The perennial favorite for a great basket of fish and chips shuttered for good this month. Count Marc Cassel’s White Rock-area spot among a legion of pandemic casualties. It closed down a year ago, back when COVID-19 induced dining room closures everywhere. Unlike others, though, 20 Feet closed and stayed closed “after lease negotiations couldn’t be resolved,” reports the Dallas Morning News. We don’t think it’s the last we’ll see from Cassel (or his french fries, which boasts a loyal following).

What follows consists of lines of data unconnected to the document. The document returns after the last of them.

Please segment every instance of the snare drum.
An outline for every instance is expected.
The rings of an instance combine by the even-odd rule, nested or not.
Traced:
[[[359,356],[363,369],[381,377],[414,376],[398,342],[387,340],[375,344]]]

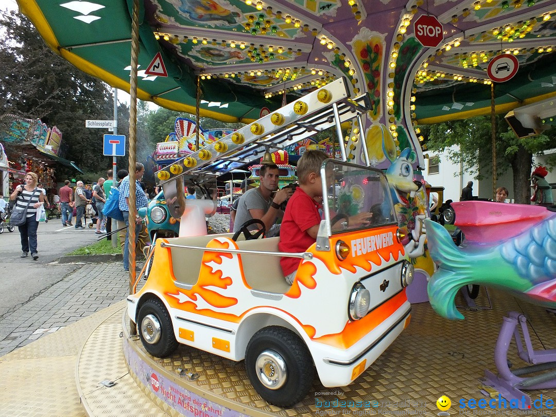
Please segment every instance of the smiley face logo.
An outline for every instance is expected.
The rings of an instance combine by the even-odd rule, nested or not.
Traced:
[[[447,396],[443,395],[436,400],[436,406],[440,411],[445,411],[450,409],[451,406],[451,401]]]

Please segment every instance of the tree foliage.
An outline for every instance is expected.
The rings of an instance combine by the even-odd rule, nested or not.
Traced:
[[[455,163],[461,162],[464,171],[480,180],[493,175],[492,124],[490,116],[477,116],[419,126],[427,138],[428,150],[446,152]],[[556,147],[556,130],[542,135],[519,138],[503,117],[495,117],[497,176],[511,169],[516,202],[528,203],[529,177],[533,156]]]

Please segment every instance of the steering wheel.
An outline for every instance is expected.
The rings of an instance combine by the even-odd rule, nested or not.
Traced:
[[[346,215],[345,215],[342,213],[339,213],[338,214],[336,215],[334,217],[332,217],[331,220],[330,220],[330,227],[332,227],[334,225],[335,225],[336,223],[337,223],[342,219],[346,222],[348,222],[348,224],[349,223],[349,217],[348,217]]]
[[[262,227],[262,229],[260,229],[259,230],[255,231],[253,233],[251,233],[251,231],[247,228],[252,225],[259,225]],[[241,225],[241,227],[240,227],[240,230],[234,234],[234,236],[232,236],[232,240],[234,242],[237,241],[237,238],[240,237],[240,235],[242,233],[243,233],[244,236],[245,236],[245,240],[258,239],[261,235],[262,235],[262,237],[264,237],[265,232],[266,231],[266,227],[265,227],[265,224],[263,222],[262,220],[260,219],[252,219],[250,220],[247,220],[246,222]]]

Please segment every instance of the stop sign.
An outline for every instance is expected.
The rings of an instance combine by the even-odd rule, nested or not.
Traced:
[[[434,16],[425,14],[413,23],[415,37],[423,46],[435,48],[444,38],[442,23]]]

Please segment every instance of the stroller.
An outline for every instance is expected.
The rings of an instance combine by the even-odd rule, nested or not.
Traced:
[[[13,202],[11,202],[10,204],[6,206],[6,211],[3,213],[0,213],[0,234],[4,232],[4,227],[6,227],[10,232],[13,232],[16,229],[15,226],[8,222],[8,219],[9,219],[9,216],[12,214],[13,205]]]

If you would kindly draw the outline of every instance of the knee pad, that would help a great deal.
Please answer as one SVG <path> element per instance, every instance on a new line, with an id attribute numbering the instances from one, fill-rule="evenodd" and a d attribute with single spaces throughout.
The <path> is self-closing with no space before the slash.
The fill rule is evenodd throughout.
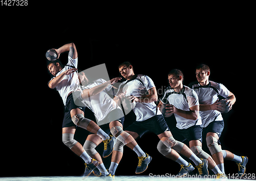
<path id="1" fill-rule="evenodd" d="M 133 137 L 125 132 L 122 132 L 116 139 L 123 143 L 124 145 L 134 141 Z"/>
<path id="2" fill-rule="evenodd" d="M 110 132 L 112 134 L 112 135 L 116 138 L 120 134 L 121 134 L 123 132 L 123 130 L 122 127 L 117 126 L 113 126 L 110 129 Z"/>
<path id="3" fill-rule="evenodd" d="M 91 121 L 91 120 L 84 118 L 82 114 L 77 114 L 72 117 L 71 119 L 74 123 L 87 130 L 87 126 Z"/>
<path id="4" fill-rule="evenodd" d="M 167 147 L 161 140 L 157 144 L 157 150 L 164 156 L 166 156 L 172 152 L 172 148 Z"/>
<path id="5" fill-rule="evenodd" d="M 218 144 L 218 139 L 213 136 L 209 136 L 206 137 L 206 143 L 211 155 L 222 151 Z"/>
<path id="6" fill-rule="evenodd" d="M 77 141 L 74 139 L 74 134 L 71 133 L 62 134 L 62 142 L 70 149 L 77 143 Z"/>
<path id="7" fill-rule="evenodd" d="M 114 151 L 118 151 L 121 152 L 123 152 L 123 146 L 124 144 L 121 141 L 116 139 L 116 143 L 114 145 Z"/>
<path id="8" fill-rule="evenodd" d="M 91 157 L 95 155 L 98 152 L 95 150 L 96 144 L 93 142 L 86 140 L 83 145 L 83 149 Z"/>
<path id="9" fill-rule="evenodd" d="M 210 156 L 207 153 L 205 152 L 202 149 L 202 147 L 200 146 L 194 146 L 190 148 L 190 149 L 200 159 L 208 159 Z"/>
<path id="10" fill-rule="evenodd" d="M 169 138 L 162 138 L 161 141 L 167 147 L 172 148 L 178 152 L 180 152 L 184 146 L 184 143 L 176 140 L 172 136 Z"/>

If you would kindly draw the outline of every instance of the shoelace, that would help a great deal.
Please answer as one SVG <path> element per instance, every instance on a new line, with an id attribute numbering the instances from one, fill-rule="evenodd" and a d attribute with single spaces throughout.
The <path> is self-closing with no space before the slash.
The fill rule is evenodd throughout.
<path id="1" fill-rule="evenodd" d="M 180 172 L 182 169 L 184 169 L 184 170 L 185 170 L 185 171 L 188 171 L 188 169 L 187 168 L 186 168 L 186 167 L 184 167 L 185 166 L 184 165 L 180 165 L 180 166 L 181 167 L 181 168 L 180 169 Z M 188 167 L 188 166 L 187 166 L 187 167 Z"/>
<path id="2" fill-rule="evenodd" d="M 105 142 L 104 142 L 104 150 L 106 150 L 108 147 L 108 144 L 110 142 L 110 139 L 107 139 Z"/>
<path id="3" fill-rule="evenodd" d="M 146 160 L 146 157 L 141 157 L 141 159 L 139 159 L 139 164 L 138 164 L 138 167 L 141 167 L 142 163 L 142 161 Z"/>
<path id="4" fill-rule="evenodd" d="M 245 167 L 243 166 L 243 165 L 241 165 L 241 163 L 237 163 L 237 164 L 238 166 L 238 170 L 241 171 L 241 169 L 242 168 L 244 169 Z"/>
<path id="5" fill-rule="evenodd" d="M 86 169 L 88 169 L 89 170 L 92 170 L 92 169 L 91 168 L 91 167 L 88 167 L 87 166 L 87 165 L 88 165 L 88 164 L 87 164 L 87 163 L 85 163 L 84 165 L 86 165 Z"/>

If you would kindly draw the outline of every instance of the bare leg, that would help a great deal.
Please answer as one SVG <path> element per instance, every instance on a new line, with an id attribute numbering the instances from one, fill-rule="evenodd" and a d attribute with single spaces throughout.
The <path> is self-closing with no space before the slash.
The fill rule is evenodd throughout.
<path id="1" fill-rule="evenodd" d="M 219 140 L 219 137 L 218 134 L 215 133 L 208 133 L 206 135 L 206 137 L 209 136 L 211 136 L 214 137 L 216 138 L 218 140 Z M 223 156 L 222 154 L 222 152 L 220 151 L 218 153 L 215 153 L 212 155 L 212 159 L 216 163 L 216 164 L 219 165 L 221 163 L 224 163 Z"/>
<path id="2" fill-rule="evenodd" d="M 95 134 L 88 135 L 86 140 L 94 143 L 97 146 L 102 142 L 101 138 Z M 90 157 L 99 162 L 100 164 L 103 163 L 101 157 L 100 157 L 100 155 L 98 152 L 94 156 L 90 155 Z"/>
<path id="3" fill-rule="evenodd" d="M 191 140 L 189 141 L 189 147 L 191 148 L 194 146 L 200 146 L 202 147 L 202 143 L 199 140 Z M 201 159 L 204 159 L 204 158 L 201 158 Z M 208 161 L 208 167 L 211 170 L 212 168 L 215 167 L 215 166 L 216 166 L 216 163 L 212 159 L 211 157 L 209 156 L 209 157 L 208 158 L 207 160 Z"/>
<path id="4" fill-rule="evenodd" d="M 75 126 L 62 128 L 62 134 L 70 133 L 74 135 L 75 132 L 76 128 Z M 79 157 L 84 151 L 82 146 L 78 142 L 71 148 L 71 150 Z"/>

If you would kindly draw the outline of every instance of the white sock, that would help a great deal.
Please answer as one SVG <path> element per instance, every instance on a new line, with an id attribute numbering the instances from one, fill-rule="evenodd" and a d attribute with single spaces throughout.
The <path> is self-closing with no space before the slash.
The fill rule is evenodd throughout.
<path id="1" fill-rule="evenodd" d="M 99 128 L 99 130 L 98 130 L 97 135 L 101 138 L 103 140 L 105 140 L 108 138 L 109 138 L 109 135 L 101 128 Z"/>
<path id="2" fill-rule="evenodd" d="M 220 169 L 219 168 L 219 167 L 218 167 L 218 166 L 216 166 L 215 167 L 214 167 L 214 168 L 212 168 L 211 169 L 211 171 L 212 171 L 214 173 L 214 174 L 217 174 L 217 173 L 223 173 L 221 170 L 220 170 Z"/>
<path id="3" fill-rule="evenodd" d="M 183 165 L 184 166 L 188 166 L 188 165 L 189 165 L 189 163 L 184 160 L 183 158 L 180 156 L 175 162 L 176 162 L 180 165 Z"/>
<path id="4" fill-rule="evenodd" d="M 192 153 L 189 159 L 192 160 L 192 161 L 196 164 L 196 166 L 199 165 L 200 163 L 203 162 L 202 160 L 197 157 L 194 153 Z"/>
<path id="5" fill-rule="evenodd" d="M 110 165 L 110 169 L 109 169 L 109 173 L 112 175 L 115 175 L 116 172 L 116 168 L 118 166 L 118 164 L 116 162 L 111 162 L 111 164 Z"/>
<path id="6" fill-rule="evenodd" d="M 223 156 L 223 159 L 227 157 L 227 151 L 226 150 L 222 150 L 222 156 Z"/>
<path id="7" fill-rule="evenodd" d="M 86 151 L 83 151 L 83 152 L 80 156 L 80 157 L 81 157 L 82 159 L 83 160 L 84 162 L 88 164 L 92 162 L 92 158 Z"/>
<path id="8" fill-rule="evenodd" d="M 104 176 L 109 175 L 109 173 L 108 172 L 108 171 L 106 170 L 103 163 L 101 164 L 98 165 L 96 167 L 99 169 L 100 173 L 101 173 Z"/>
<path id="9" fill-rule="evenodd" d="M 225 173 L 225 170 L 224 169 L 224 163 L 220 163 L 217 165 L 218 167 L 221 170 L 221 172 L 223 173 Z"/>
<path id="10" fill-rule="evenodd" d="M 243 159 L 240 156 L 238 156 L 236 154 L 233 154 L 234 158 L 232 160 L 232 161 L 236 162 L 236 163 L 241 163 L 243 162 Z"/>
<path id="11" fill-rule="evenodd" d="M 144 151 L 140 148 L 140 147 L 139 145 L 137 145 L 133 148 L 133 150 L 135 151 L 135 152 L 138 155 L 138 157 L 142 157 L 144 156 L 146 156 L 146 153 L 144 152 Z"/>

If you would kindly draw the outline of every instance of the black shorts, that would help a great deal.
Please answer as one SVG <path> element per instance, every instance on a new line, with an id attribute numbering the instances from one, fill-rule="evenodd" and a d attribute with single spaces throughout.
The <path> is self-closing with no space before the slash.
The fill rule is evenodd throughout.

The Ginger Man Has Been Bulldozed

In more sad news, the Uptown beer bar is demolished. A moment of silence for this creaky pile of wood. I have but only a handful of pre-pandemic Dallas memories and downing pints of beer in a crowded room at the Ginger Man is one of them. A folk band was jamming in the corner by the bar. Upstairs, on the not-quite-outside, but not-quite-safe-from-cold-breezes patio, every squeaky step was felt. There, groups (!) drank and played board games and asked strangers (!!) to take pictures of them with their smartphone as though it wasn’t a glassy brick of bacteria. Those were the times! Now those times are reduced to rubble. Stream Realty bought the property at Boll and Howell streets in February 2020, and it’ll eventually become part of the redeveloped Quadrangle project.